The hearers can depend on the parable’s import. They can enter into the story the parable tells and allow Jesus’ words to give them a new foundation on which to stand. They can ask Jesus to make them part of his group of disciples where the new thing is already beginning to grow. Or they can become sympathizers with the Jesus movement and thus support the new world that is beginning there.
Thus, Jesus’ words are effective. They create reality. In the parable of the workers in the vineyard, which so exactly describes the gloomy social conditions of his time, Jesus was also surely thinking that the time of harvest in Israel must again become what, in God’s eyes, it should always have been: a time of jubilation and shouts of joy.
The Seed Growing Secretly
It is surely clear by now that Jesus’ parables illuminate the reign of God from all sides; still more, they entice us to enter into it. And because the reign of God cannot be reduced to simple formulae, Jesus’ parables often seem to contradict each other. We can show this through three examples.
The first of these is the parable of the seed growing secretly (Mark 4:26-29). It is one of Jesus’ loveliest parables: short, compact, positively functional in its direct and virtually unadorned style, and yet imbued with a marvelous hope:
The kingdom of God is as if someone would scatter seed on the ground, and would sleep and rise night and day, and the seed would sprout and grow, he does not know how. The earth produces of itself, first the stalk, then the head, then the full grain in the head. But when the grain is ripe, at once he goes in with his sickle, because the harvest has come.
This parable tells of the coming of the reign of God in the image of a field that produces seed and allows it to grow steadily until harvest. The accent is not on the sowing. The farmer who sowed the seed is part of the plan of the parable. Nor is the accent on the harvest. It too is simply part of the frame that holds together the central and focal part of the parable. What is crucial is only the description of how the wheat grows while the farmer does nothing. Only here, in the central part of the parable, is there a description of “phases.” Only here does the narrative become detailed.
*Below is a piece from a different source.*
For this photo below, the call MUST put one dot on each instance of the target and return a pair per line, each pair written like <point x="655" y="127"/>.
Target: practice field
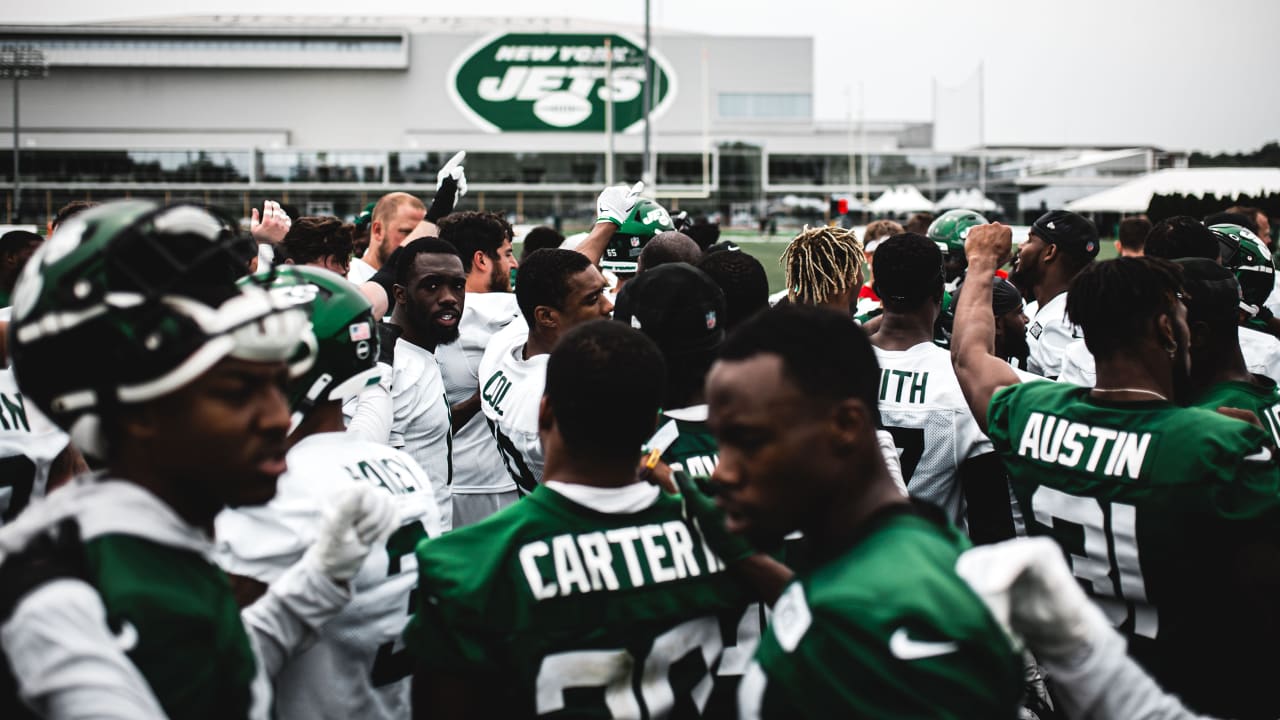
<point x="768" y="249"/>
That is very strange to people today. As biologically enlightened moderns they know how the seed grows and why it grows and what one can do to make it grow faster or slower, taller or shorter, and above all pest-resistant. The work of today’s agricultural engineers is by no means finished when the seed is sown. At the least, there is still spraying to be done.
At that time in Galilee or Judea it was quite different. The parable depicts the impossibility of intervening in the growth of the seed. The farmers had to wait. They slept and rose, day and night, and the earth produced its yield “of itself.” Human beings could not understand or influence the miracle of growth. They only knew that God’s creative power was at work and in the end gave the harvest.
From beginning to end the parable is about the coming of the reign of God. It is not about the fact that the reign of God will only come if first the seed is sown. It is certainly not about the idea that the reign of God comes slowly, as grain gradually ripens. Its point is solely that human beings cannot bring about or force the coming of God’s reign, most certainly not by violence, as the Zealots thought possible. They can only wait. They may sleep quietly at night. God brings the reign of God. God alone.
The parable shows the creative power and historical might of God. No one will prevent God from working and bringing God’s salvation. The human response to this knowledge of God can only be a deep, calm trust in God.